La réactualisation du mot, depuis le début des années 2000, ne se limite pas à une poursuite de
ces débats. Construit comme concept, l’« habiter » expérimente une réponse scientifique aux
transformations qui font le Monde contemporain : l’urbanité et l’urbanisation, quand plus de la
moitié de la population mondiale vit en ville et, plus même, selon un mode urbain, en «
campagnes » ; les mobilités, quand celles-ci non seulement se multiplient, se généralisent mais
aussi se diversifient en s’articulant ; la mondialité, quand le Monde se pose désormais en
dimension unique et originale de l’humanité habitante, d’où sa majuscule.

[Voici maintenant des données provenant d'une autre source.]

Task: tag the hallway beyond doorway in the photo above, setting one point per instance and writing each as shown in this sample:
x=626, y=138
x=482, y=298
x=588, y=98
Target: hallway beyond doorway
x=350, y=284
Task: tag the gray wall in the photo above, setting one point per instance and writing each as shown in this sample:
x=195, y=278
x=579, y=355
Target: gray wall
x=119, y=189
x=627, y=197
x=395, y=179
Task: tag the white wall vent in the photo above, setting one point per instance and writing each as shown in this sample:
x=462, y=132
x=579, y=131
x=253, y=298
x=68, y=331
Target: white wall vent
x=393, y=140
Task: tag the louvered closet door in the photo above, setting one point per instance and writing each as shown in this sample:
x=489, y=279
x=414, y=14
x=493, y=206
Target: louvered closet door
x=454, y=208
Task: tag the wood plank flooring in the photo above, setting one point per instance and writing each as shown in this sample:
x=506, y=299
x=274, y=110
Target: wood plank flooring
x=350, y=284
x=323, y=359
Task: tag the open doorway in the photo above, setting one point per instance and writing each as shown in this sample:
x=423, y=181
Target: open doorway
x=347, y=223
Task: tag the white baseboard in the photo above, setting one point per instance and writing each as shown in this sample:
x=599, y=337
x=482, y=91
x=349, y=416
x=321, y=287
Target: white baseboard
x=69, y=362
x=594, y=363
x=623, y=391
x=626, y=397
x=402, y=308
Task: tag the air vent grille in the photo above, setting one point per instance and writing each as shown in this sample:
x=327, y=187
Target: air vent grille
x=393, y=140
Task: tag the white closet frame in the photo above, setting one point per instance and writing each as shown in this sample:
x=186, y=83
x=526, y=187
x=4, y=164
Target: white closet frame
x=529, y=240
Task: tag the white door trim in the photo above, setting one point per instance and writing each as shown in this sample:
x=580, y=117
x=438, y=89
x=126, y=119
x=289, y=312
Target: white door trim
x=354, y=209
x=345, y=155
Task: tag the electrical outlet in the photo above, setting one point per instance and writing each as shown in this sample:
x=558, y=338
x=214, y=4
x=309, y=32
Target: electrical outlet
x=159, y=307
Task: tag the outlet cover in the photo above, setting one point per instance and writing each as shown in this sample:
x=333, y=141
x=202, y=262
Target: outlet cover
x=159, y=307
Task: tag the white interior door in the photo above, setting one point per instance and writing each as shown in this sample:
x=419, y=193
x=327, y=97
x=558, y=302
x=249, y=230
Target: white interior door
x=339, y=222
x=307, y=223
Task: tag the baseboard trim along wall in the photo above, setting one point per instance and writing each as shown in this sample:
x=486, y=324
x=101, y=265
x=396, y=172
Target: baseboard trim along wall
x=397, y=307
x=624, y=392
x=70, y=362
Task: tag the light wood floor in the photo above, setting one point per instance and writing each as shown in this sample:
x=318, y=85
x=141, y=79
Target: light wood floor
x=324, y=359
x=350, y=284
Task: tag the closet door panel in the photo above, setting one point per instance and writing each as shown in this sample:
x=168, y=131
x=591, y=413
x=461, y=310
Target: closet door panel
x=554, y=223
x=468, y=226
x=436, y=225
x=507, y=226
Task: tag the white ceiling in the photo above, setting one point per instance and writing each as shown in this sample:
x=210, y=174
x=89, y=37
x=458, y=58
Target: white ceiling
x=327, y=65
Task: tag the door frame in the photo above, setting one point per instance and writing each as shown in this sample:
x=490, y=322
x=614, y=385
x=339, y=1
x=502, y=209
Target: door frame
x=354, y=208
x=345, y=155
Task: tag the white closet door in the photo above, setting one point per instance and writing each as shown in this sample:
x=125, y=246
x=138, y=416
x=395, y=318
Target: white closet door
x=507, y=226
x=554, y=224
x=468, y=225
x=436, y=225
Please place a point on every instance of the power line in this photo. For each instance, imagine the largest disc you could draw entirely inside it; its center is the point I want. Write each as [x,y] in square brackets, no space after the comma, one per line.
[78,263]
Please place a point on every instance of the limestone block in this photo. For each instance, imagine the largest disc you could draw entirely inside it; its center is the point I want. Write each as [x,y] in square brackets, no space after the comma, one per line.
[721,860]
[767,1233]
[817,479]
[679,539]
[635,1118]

Une telle activation accompagne et soulève une hypothèse : le Monde contemporain n’est pas
en « crise », mais en changements. Il n’est du reste pas seulement un monde en changement,
quand ce sont aussi les manières de le faire qui changent. Les notions « traditionnelles »,
notamment celles de la géographie, se doivent donc d’être réinterrogées. Les lieux ne sont peut-
être plus éternels et immobiles ; les territoires ne se réduisent peut-être plus à ceux qui
prétendent en être propriétaires ; le Monde, achevé comme somme des lieux, passerait-il aussi
par eux, comme dans le cas des sites du patrimoine mondial, à la fois uniques et mondiaux,
uniques parce que mondiaux, et réciproquement… ?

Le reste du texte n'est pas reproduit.